Page 1 of 1

Difference performing a full text search in Lucene 2.4 and Lucene 3.1

PostPosted:Thu May 23, 2024 7:18 am
by alan_vallejo
I know that this is more a question for Lucene developers but I just post this just in case you can guide/help me. I also posted this message in StackOverflow (https://stackoverflow.com/questions/785 ... lucene-3-1).

Our actual java application works with Lucene 2.4 and we are triyng to migrate the part of indexing and storing files to OpenKM comunity version that works with Lucene 3.1 by default.

I'm facing same issues while performing the same search in two different versions of Lucene (2.4 and 3.1) using the same index.

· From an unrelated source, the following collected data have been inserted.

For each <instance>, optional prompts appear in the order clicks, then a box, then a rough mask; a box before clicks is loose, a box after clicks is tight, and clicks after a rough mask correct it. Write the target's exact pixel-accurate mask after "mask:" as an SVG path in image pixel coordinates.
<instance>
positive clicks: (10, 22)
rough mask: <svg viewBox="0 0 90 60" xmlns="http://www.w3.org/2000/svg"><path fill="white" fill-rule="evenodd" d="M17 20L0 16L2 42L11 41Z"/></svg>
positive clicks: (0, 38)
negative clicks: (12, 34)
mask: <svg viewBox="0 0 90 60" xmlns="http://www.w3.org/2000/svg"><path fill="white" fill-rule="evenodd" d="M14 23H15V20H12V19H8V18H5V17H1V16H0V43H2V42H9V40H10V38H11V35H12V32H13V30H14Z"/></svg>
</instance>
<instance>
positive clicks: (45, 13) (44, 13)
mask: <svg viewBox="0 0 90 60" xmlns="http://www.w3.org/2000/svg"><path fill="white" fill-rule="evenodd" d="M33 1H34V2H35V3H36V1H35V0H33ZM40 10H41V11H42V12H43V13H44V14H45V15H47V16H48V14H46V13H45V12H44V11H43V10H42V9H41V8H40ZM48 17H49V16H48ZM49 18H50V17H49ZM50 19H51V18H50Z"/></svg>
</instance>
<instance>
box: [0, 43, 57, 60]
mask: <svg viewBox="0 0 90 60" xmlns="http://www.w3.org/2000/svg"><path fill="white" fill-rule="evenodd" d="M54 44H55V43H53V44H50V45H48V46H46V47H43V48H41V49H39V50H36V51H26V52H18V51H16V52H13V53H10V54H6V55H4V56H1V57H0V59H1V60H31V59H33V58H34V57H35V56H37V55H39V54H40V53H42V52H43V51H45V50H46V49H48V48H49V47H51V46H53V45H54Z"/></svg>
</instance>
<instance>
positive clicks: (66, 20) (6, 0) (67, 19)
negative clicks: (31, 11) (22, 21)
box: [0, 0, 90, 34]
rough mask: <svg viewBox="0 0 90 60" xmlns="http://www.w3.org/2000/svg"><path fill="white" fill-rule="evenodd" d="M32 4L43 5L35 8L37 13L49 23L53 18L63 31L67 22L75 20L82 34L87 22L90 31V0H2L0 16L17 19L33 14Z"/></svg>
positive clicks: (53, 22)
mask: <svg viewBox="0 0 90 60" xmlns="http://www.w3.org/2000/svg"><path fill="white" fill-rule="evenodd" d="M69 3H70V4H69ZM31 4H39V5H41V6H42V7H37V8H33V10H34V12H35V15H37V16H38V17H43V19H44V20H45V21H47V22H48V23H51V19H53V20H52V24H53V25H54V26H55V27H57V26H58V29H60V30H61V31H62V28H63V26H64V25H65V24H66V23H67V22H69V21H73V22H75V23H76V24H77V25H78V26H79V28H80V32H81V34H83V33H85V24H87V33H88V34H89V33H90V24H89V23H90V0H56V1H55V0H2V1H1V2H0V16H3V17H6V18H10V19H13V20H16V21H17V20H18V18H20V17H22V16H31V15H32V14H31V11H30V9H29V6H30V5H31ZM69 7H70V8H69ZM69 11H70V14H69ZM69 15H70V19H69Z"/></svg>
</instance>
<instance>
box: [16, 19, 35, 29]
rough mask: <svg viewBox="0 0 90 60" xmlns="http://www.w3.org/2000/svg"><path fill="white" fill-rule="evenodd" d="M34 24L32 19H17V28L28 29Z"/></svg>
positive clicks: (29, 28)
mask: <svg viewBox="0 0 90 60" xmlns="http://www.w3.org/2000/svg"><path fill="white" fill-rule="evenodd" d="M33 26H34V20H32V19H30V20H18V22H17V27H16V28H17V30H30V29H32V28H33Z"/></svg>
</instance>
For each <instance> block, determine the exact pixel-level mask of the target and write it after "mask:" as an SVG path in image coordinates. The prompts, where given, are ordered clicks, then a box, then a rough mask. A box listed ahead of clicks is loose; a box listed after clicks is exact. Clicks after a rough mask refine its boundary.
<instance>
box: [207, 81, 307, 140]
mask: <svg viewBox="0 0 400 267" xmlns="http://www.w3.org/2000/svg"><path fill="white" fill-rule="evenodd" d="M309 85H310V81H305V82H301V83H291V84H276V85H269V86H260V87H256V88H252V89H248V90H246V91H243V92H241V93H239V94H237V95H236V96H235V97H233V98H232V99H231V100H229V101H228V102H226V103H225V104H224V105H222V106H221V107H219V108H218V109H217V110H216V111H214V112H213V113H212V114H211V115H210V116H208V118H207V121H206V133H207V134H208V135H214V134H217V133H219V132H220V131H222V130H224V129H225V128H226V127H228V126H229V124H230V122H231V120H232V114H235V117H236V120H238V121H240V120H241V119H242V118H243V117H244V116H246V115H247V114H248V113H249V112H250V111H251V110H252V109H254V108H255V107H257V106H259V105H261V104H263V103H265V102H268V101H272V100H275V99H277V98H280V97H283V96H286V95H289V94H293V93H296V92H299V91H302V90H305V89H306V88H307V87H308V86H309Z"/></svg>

I think that the problem is with the evolution of the Standard Analyzer class which I'm using in both versions.

Text to search: "Company, S.A."

LUCENE 2.4:

ParseQuery result: text:"company sa" N results.

LUCENE 3.1

ParseQuery result: text:"company s.a" 0 results (expected same results that in version 2.4)

The funny thing is that when I'm searching using Lucene 2.4 it returns the results that I'm expecting while when using Lucene 3.1 version it doesn't.

I've searched how the phrase search works in Lucene and I've learned that when Lucene builds the index of the document it keeps the information of the words that belong to the document and the position of them in it. So, I could understand that the analyzer has changes in version 3.1 and the way that the terms are extracted is diferent but when it extracts the terms it should work the same way!

Another thing that I don't understand is that when I perform a similar search (deleting the dots) both versions return the same results.

Text to search: "Company, SA"

LUCENE 2.4:

ParseQuery result: text:"company sa" N results.

LUCENE 3.1

ParseQuery result: text:"company sa" same N results that version 2.4

So when Lucene indexes the term "s.a" (in version 3.1) what the hell is doing with it and why is not positioning it after "company" term?

So, here are the questions for OpenKM developers. If I change in the configuration file configuring an anterior Lucene version what I'm changing really? The way that the analyzer works? The way that the index is build? The speed of the search?

Re: Difference performing a full text search in Lucene 2.4 and Lucene 3.1

PostPosted:Fri May 24, 2024 8:31 am
by pavila
Sorry, only questions about OpenKM.

Re: Difference performing a full text search in Lucene 2.4 and Lucene 3.1

PostPosted:Fri May 24, 2024 10:48 am
by alan_vallejo
Ok, thanks! no worries.

I've searched the code, and I've realised that when you change the lucene version everything works with that version (QueryParser, IndexWritter...)

Lucene 3.0 works in the same way as Lucene 2.4 does. So I would downgrade to that version till I can make a new version of OpenKM with an earlier Hibernate, Hibernate Search and Lucene version.

Thanks for your time and for all the work you've done!